The former Pierre Du Pont estate, replete with fantastic conservatories, elaborate gardens, towering fountains, organ concerts, and fireworks displays is ever-changing to keep its audiences coming back – for generations. Visiting Longwood Gardens at Christmastime is an annual event for local families, with former kid visitors bringing their own kids when they're older. As a matter of fact, Paul mentions that Longwood considers there to be five seasons - Winter, Spring, Summer, Autumn – and Christmas.

Saturday, April 11, 2015

Garden Tourism Conference, Part 1

Who knows how many parts this Garden Tourism blog series may be? I'll try to keep it simple, and brief, but there was a lot of information packed into the two-day North American Garden Tourism Conference in Toronto last month.
To recap his presentation from 2013, he did a quick review
of the garden tourism trends from that presentation
and how they held up, which formed the basis of much of his talk.
Garden Walk Buffalo Niagara (GWBN), the Buffalo Niagara region's garden experience and tourism group was kind enough to sponsor my trip to the Conference. So this series of blog posts is my report to them, and, as GWBN is a public benefit corporation, it is my report to the public.

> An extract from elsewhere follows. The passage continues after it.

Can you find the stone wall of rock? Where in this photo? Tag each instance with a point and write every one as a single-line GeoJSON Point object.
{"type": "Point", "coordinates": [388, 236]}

I had attended this biennial conference in 2013 and enjoyed what presentations I saw immensely. In fact, I gave a presentation along with Buffalo News columnist and Channel 4 garden personality Sally Cunningham; along with Ed Healy, VP Marketing of our visitors bureau, Visit Buffalo Niagara. We met many people involved in garden tourism from around the world – and found where we fit within that garden tourism world. The good news is, we're proactive, innovative, and definitely on the right track. There is no bad news.